И начали мы с Наташкой топориками тюкать. Получалось это у нас, сказать по правде, намного хуже, чем у таежниц. Балконные жители мы с ней, судя по всему.
Потом на свежих штробах сплел новые петли из остатков детонирующего шнура.
Прикрепил к петлям взрыватели.
Отвел от взрывателей электропровода в новый коллектор. Первый незнамо куда взрывом забросило. А жаль. Этот пропадет так же.
Соединил коллектор с электропроводным шнуром на катушке.
Попутно объяснял Синевич, что и зачем я делаю.
– Ты меня готовишь эшелоны под откос пускать? – лукаво спросила Наташа, когда я попросил ее повторить за мной, что сказал и сделал.
– Надеюсь, что у тебя генетическая память на диверсии крепкая, – усмехнулся я.
Наташка засмеялась:
– У любого белоруса на это есть генетическая память. Но тут вроде фашистов нет.
– Фашистов, может, и нет, но вот враги нам – точно есть. И не лучше фашистов, как выясняется.
– Мы их взрывать будем?
– Если придется, то и взрывать будем. Проклятый тут мир, опасный для человека, от человеков в первую же очередь. А вдобавок еще зверушки хипповые в ассортименте, с антисоциальным поведением, что характерно.
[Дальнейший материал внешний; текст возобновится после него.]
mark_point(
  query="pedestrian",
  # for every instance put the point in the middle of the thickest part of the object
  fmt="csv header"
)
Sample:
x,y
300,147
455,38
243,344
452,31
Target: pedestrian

Слава богу, хоть здесь нет таких ужасных чудовищ, как у моря. Это же надо было природе так извернуться, чтобы замастырить копытного хищника.
– Это ты про гиену?
– А то про кого же?
– Ну… мало ли… всех мы не видели, – сказала Наташа и встала во весь рост.
– Умеешь ты обрадовать, – усмехнулся я последней ее фразе.
На этом наша беседа и кончилась. Адская машинка была в сборе. Делать нам тут больше было нечего.
– Наташ, тебе не говорили, что ты красивая баба? – повернулся к ней, не вставая с корточек.
Наташа тут же присела рядом, также на корточки.
Посмотрела прямо в глаза.
– Много говорили. Но ты в первый раз.
Гляжу, а глаза ее сияют; и тут уже она спросила уже меня:
– Нравлюсь?
– Нравишься, – искренне ответил я.
– Тогда – женись, – смеется.
– Может, и женюсь, дай до Одессы доехать, – и подмигнул ей правым глазом.
– Зачем ждать до Одессы? – Наташа стала ковать железо, пока горячо.
– Тут попа нет православного. А в Одессе должен быть. Я так думаю, – выдал ей свою отмазку.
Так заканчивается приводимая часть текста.